Widow Of US Civil Rights Icon King Die
by VOA News
The widow of slain U.S. civil rights leader Martin Luther King Jr., Coretta
Scott King, has died at the age of 78 at her home in Atlanta, Georgia.
A statement from her family says she died late Monday. It did not give a
cause of death.
Coretta Scott King had been in poor health in recent months. She suffered a
major stroke last August. Former Atlanta mayor Andrew Young told U.S. television
networks Tuesday that she died in her sleep.
Flags at the Martin Luther King Jr. Center for Non-Violent Social Change are
flying at half-staff at the news of Mrs. King's death.

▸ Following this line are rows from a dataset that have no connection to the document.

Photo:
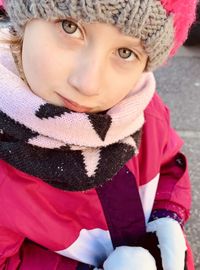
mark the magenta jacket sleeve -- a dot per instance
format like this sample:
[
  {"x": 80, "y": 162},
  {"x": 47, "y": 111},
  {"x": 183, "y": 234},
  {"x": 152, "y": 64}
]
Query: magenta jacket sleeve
[
  {"x": 173, "y": 196},
  {"x": 10, "y": 243}
]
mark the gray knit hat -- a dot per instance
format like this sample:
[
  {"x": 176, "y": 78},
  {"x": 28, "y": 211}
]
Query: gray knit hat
[{"x": 144, "y": 19}]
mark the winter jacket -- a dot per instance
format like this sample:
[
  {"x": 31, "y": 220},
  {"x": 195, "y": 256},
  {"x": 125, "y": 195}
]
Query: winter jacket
[{"x": 38, "y": 222}]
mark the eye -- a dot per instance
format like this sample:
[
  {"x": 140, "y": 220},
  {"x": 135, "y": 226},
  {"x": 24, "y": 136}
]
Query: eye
[
  {"x": 127, "y": 54},
  {"x": 71, "y": 28}
]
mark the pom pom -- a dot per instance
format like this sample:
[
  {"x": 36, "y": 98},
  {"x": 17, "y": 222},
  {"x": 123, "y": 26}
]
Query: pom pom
[{"x": 183, "y": 12}]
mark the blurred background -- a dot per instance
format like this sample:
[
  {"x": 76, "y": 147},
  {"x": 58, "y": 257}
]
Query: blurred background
[{"x": 178, "y": 82}]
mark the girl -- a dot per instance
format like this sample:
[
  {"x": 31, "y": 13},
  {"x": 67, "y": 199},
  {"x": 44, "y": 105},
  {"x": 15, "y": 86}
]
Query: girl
[{"x": 91, "y": 171}]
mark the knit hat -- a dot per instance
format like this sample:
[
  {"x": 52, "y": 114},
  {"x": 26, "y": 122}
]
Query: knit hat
[{"x": 162, "y": 25}]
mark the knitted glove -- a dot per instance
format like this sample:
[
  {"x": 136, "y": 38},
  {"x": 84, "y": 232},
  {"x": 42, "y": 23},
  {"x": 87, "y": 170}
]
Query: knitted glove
[
  {"x": 171, "y": 242},
  {"x": 128, "y": 258}
]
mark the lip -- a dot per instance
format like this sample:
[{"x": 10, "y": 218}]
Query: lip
[{"x": 71, "y": 105}]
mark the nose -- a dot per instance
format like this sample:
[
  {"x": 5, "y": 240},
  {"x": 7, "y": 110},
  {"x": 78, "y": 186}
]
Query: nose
[{"x": 86, "y": 76}]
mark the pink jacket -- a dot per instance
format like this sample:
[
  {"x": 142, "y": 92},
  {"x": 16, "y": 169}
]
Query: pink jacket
[{"x": 73, "y": 224}]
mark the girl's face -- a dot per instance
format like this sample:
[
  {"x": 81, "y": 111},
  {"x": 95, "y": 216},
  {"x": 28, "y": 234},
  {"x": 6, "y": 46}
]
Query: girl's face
[{"x": 83, "y": 67}]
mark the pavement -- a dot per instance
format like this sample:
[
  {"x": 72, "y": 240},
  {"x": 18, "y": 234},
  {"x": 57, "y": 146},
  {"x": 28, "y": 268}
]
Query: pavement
[{"x": 178, "y": 83}]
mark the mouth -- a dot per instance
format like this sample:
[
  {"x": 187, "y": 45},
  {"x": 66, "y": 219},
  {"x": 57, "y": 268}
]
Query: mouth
[{"x": 71, "y": 105}]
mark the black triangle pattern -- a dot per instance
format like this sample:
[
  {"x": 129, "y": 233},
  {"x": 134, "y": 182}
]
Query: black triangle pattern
[
  {"x": 50, "y": 111},
  {"x": 101, "y": 124}
]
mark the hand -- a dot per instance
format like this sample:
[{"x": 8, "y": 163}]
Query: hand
[
  {"x": 128, "y": 258},
  {"x": 171, "y": 242}
]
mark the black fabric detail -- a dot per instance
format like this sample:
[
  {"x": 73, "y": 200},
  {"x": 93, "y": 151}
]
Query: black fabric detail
[
  {"x": 64, "y": 169},
  {"x": 60, "y": 167},
  {"x": 101, "y": 124},
  {"x": 12, "y": 130},
  {"x": 50, "y": 111}
]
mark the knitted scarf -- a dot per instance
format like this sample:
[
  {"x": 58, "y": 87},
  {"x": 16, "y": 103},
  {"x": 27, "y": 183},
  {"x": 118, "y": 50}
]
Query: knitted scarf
[{"x": 68, "y": 150}]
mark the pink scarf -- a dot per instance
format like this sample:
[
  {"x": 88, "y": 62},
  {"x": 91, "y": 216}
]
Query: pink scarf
[{"x": 69, "y": 150}]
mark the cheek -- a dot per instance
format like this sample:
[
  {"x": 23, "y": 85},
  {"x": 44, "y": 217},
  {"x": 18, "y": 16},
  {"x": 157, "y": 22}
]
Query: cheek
[{"x": 37, "y": 64}]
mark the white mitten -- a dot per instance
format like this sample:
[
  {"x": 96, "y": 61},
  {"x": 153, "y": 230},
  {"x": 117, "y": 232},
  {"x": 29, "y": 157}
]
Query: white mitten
[
  {"x": 128, "y": 258},
  {"x": 171, "y": 242}
]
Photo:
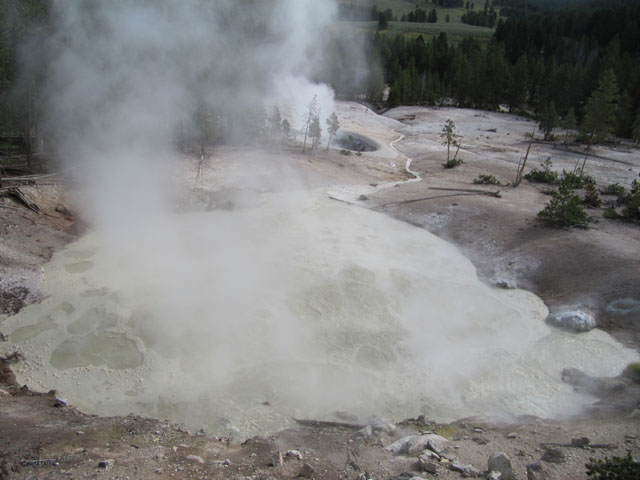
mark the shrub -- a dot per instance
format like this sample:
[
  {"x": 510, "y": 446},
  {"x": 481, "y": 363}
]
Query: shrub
[
  {"x": 576, "y": 180},
  {"x": 633, "y": 372},
  {"x": 614, "y": 189},
  {"x": 631, "y": 210},
  {"x": 546, "y": 175},
  {"x": 564, "y": 210},
  {"x": 616, "y": 468},
  {"x": 486, "y": 180},
  {"x": 592, "y": 196},
  {"x": 452, "y": 163}
]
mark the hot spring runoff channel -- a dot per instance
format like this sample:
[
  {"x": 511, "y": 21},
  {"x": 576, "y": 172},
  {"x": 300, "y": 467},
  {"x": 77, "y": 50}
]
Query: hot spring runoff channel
[{"x": 301, "y": 307}]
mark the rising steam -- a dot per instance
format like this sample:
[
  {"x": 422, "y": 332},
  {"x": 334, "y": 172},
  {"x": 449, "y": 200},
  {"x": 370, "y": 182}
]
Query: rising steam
[
  {"x": 292, "y": 306},
  {"x": 123, "y": 76}
]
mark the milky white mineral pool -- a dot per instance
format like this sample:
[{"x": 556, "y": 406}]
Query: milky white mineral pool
[{"x": 298, "y": 307}]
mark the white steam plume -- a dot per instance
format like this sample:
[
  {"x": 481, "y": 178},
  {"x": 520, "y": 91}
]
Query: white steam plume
[{"x": 124, "y": 73}]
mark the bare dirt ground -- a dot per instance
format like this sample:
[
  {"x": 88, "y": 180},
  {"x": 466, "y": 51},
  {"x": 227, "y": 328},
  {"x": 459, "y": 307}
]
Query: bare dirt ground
[{"x": 41, "y": 437}]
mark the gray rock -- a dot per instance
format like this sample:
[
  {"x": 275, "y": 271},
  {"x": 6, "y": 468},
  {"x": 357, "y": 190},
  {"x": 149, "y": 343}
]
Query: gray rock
[
  {"x": 429, "y": 455},
  {"x": 553, "y": 455},
  {"x": 436, "y": 444},
  {"x": 306, "y": 471},
  {"x": 425, "y": 464},
  {"x": 542, "y": 471},
  {"x": 572, "y": 320},
  {"x": 381, "y": 427},
  {"x": 196, "y": 459},
  {"x": 364, "y": 433},
  {"x": 415, "y": 444},
  {"x": 465, "y": 470},
  {"x": 593, "y": 385},
  {"x": 276, "y": 459},
  {"x": 406, "y": 476},
  {"x": 106, "y": 464},
  {"x": 499, "y": 462},
  {"x": 580, "y": 442},
  {"x": 294, "y": 453}
]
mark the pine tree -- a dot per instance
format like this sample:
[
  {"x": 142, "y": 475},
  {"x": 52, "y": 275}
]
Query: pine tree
[
  {"x": 635, "y": 131},
  {"x": 449, "y": 136},
  {"x": 568, "y": 122},
  {"x": 275, "y": 122},
  {"x": 315, "y": 132},
  {"x": 333, "y": 125},
  {"x": 600, "y": 112},
  {"x": 548, "y": 120},
  {"x": 307, "y": 121}
]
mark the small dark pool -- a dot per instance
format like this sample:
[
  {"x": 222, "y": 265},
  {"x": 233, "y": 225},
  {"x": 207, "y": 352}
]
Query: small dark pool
[{"x": 355, "y": 142}]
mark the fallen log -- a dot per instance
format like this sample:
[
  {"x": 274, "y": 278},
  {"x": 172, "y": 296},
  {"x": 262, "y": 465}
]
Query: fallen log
[{"x": 17, "y": 194}]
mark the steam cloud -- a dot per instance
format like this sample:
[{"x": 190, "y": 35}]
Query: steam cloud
[
  {"x": 231, "y": 319},
  {"x": 122, "y": 74}
]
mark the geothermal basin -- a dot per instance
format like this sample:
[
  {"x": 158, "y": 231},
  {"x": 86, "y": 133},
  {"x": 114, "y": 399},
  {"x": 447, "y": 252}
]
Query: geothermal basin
[{"x": 296, "y": 306}]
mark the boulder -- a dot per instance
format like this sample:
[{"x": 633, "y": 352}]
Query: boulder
[
  {"x": 499, "y": 462},
  {"x": 425, "y": 464},
  {"x": 306, "y": 471},
  {"x": 415, "y": 444},
  {"x": 465, "y": 470},
  {"x": 276, "y": 459},
  {"x": 553, "y": 455},
  {"x": 593, "y": 385},
  {"x": 572, "y": 320},
  {"x": 542, "y": 471}
]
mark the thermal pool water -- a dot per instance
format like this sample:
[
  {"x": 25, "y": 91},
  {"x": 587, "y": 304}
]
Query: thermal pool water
[{"x": 297, "y": 307}]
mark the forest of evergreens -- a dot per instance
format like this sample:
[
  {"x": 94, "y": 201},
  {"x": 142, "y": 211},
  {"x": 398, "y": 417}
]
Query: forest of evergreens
[{"x": 553, "y": 60}]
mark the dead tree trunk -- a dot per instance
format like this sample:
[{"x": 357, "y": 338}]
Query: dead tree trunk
[{"x": 524, "y": 163}]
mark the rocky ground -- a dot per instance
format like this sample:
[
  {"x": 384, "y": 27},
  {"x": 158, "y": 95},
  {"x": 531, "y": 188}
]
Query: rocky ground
[{"x": 43, "y": 437}]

A White House spokesman says President and Mrs. Bush are deeply saddened by
the news.
Coretta Scott was born in the southern state of Alabama in 1927, and picked
cotton on the family farm during the Depression. She met her husband, Martin
Luther King Jr., in Boston, Massachusetts, while he was studying theology at
Boston University and she was studying concert singing at the New England
Conservatory of Music.
Dr. King became a church minister and leader of the civil rights movement in
Montgomery, Alabama. Mrs. King and the couple's oldest daughter narrowly escaped
injury when their home was bombed during the Montgomery bus boycott in 1956.
After her husband's assassination in Memphis, Tennessee in 1968, Mrs. King
carried on his civil rights work, becoming a source of inspiration for Dr.
King's followers and a leader in her own right.
Mrs. King is survived by the couple's four adult children - Yolanda Denise,
Martin Luther III, Dexter Scott, and Bernice Albertine.
Some information for this report was provided by AFP and AP.